Economia
Dollaro digitale, le banche USA stanno lanciando il programma pilota
La Federal Reserve Bank di New York ha annunciato che collaborerà con i giganti finanziari globali per lanciare un programma pilota sul dollaro digitale di 12 settimane.
Questo passo avanti nella corsa alla digitalizzazione del danaro avviene proprio mentre lo scandalo della criptovaluta FTX ha scosso la fiducia dei consumatori nelle valute elettroniche. Il programma tuttavia sembra essere portato avanti dalle massime istituzioni senza battere ciglio.
L’esperimento della Fed di New York esaminerà come le banche sono in grado di elaborare i token digitali del dollaro all’interno del sistema della banca centrale e quantificare il loro impatto, con l’assistenza di alcune delle più grandi istituzioni finanziarie del mondo. Secondo Reuters, il progetto di tre mesi, che la Fed di New York chiama rete di responsabilità regolamentata, o RLN, sarà condotto in un ambiente di test utilizzando solo dati simulati.
Il programma RLN simulerà il denaro digitale che rappresenta i depositi dei clienti delle banche e li regolerà attraverso le riserve della Fed simulate su un registro distribuito condiviso.
Il progetto «testerà anche la fattibilità di un progetto di denaro digitale programmabile potenzialmente estendibile ad altre risorse digitali, nonché la fattibilità del sistema proposto all’interno delle leggi e dei regolamenti esistenti», scrive il comunicato stampa.

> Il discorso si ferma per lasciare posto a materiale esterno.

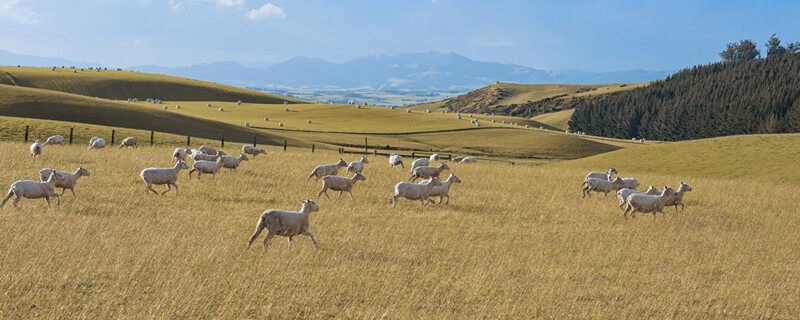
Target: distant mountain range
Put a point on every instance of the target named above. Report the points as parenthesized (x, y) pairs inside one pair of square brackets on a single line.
[(413, 72)]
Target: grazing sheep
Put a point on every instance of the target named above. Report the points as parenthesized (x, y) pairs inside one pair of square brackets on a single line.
[(180, 154), (622, 194), (425, 172), (207, 167), (648, 203), (233, 163), (600, 185), (64, 180), (129, 142), (56, 139), (443, 190), (357, 166), (340, 184), (469, 160), (421, 162), (33, 190), (98, 143), (415, 191), (252, 150), (285, 223), (208, 150), (327, 170), (168, 176), (602, 175), (395, 159), (36, 149)]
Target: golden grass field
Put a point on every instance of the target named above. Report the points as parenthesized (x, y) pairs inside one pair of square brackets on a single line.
[(514, 242)]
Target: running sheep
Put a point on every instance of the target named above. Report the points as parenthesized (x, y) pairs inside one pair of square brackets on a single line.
[(327, 170), (340, 184), (157, 176), (64, 180), (285, 223), (33, 190)]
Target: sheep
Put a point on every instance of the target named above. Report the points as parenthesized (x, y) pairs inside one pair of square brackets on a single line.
[(327, 170), (285, 223), (443, 190), (395, 159), (415, 191), (208, 150), (421, 162), (36, 149), (233, 163), (357, 166), (340, 184), (129, 142), (33, 190), (98, 143), (622, 194), (600, 185), (428, 172), (648, 203), (168, 176), (207, 167), (56, 139), (602, 175), (252, 150), (66, 181), (180, 154)]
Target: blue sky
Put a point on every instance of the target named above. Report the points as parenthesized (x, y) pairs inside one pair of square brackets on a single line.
[(589, 35)]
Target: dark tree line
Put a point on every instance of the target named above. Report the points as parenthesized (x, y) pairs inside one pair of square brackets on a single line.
[(737, 96)]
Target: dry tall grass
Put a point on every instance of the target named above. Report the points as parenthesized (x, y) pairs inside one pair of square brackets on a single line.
[(515, 242)]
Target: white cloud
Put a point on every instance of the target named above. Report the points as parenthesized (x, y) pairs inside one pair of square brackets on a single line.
[(12, 10), (268, 10)]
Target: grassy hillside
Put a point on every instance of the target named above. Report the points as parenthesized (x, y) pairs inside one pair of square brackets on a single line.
[(52, 105), (514, 242), (769, 158), (121, 85)]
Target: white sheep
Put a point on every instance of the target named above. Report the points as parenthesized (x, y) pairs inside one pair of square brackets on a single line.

Citigroup, HSBC Holdings, Mastercard e Wells Fargo & Co. sarebbero tra le principali banche a partecipare al processo, condotto dal New York Innovation Center (NYIC) della Fed, secondo un comunicato stampa del 15 novembre.
L’annuncio viene dato poco dopo la notizia dello scandalo FTX, con i suoi incredibili risvolti politici (non solo nelle donazioni milionarie a Biden e al Partito Democratico USA, ma pure per i legami con gli stessi enti regolatori) che ha scosso la fiducia dei consumatori nelle valute digitali e nella blockchain.
«Il NYIC non vede l’ora di collaborare con i membri della comunità bancaria per far progredire la ricerca sulla tokenizzazione degli asset e sul futuro delle infrastrutture del mercato finanziario negli Stati Uniti man mano che il denaro e le banche si evolvono», afferma Per von Zelowitz, direttore del NYIC.
La partenza di tale progetto pilota è da intendersi come segno che le principali istituzioni finanziarie hanno ancora fiducia nell’uso di questa tecnologia.
La criptovaluta e la tecnologia blockchain sono diventate fattori importanti nel mondo finanziario negli ultimi dieci anni, dopo lo scetticismo iniziale delle istituzioni tradizionali.
Le valute digitali provenienti da banca centrale (CBDC) sono il formato token digitale del denaro emesso dalle banche centrali e potrebbero essere scambiate tra istituti finanziari per integrare i processi di compensazione e regolamento esistenti.
«Molte banche centrali in tutto il mondo hanno già annunciato che stavano sviluppando o considerando l’uso futuro delle valute digitali da parte del pubblico, inclusa l’emissione delle proprie CBDC» riporta Epoch Times.
Almeno 112 paesi, che rappresentano oltre il 95% del PIL globale, stanno esplorando una soluzione basata su CBDC, secondo il Consiglio Atlantico.
La Fed aveva compiuto il primo passo verso la legittima considerazione dell’uso delle CBDC a gennaio, dopo aver pubblicato un documento di discussione sull’argomento e aver aperto un periodo di discussione di quattro mesi per ricevere input dal pubblico. A settembre, il segretario al Tesoro Janet Yellen aveva dichiarato che gli Stati Uniti dovevano essere pronti a lanciare una CBDC, se necessario.
Il documento afferma che una CBDC potrebbe semplificare le transazioni internazionali e mantenere ulteriormente il ruolo dominante del dollaro USA come valuta di riserva mondiale e impedire che le valute digitali rivali diventino più popolari. In pratica, la digitalizzazione del danaro potrebbe costituire un rimedio nei confronti della de-dollarizzazione, lampante oramai dall’inizio del conflitto ucraino, dove perdendo il ruolo della propria moneta come riserva mondiale – che, per esempio, sta dietro agli scambi di petrolio – gli USA perderebbero la loro egemonia economica e politica planetaria.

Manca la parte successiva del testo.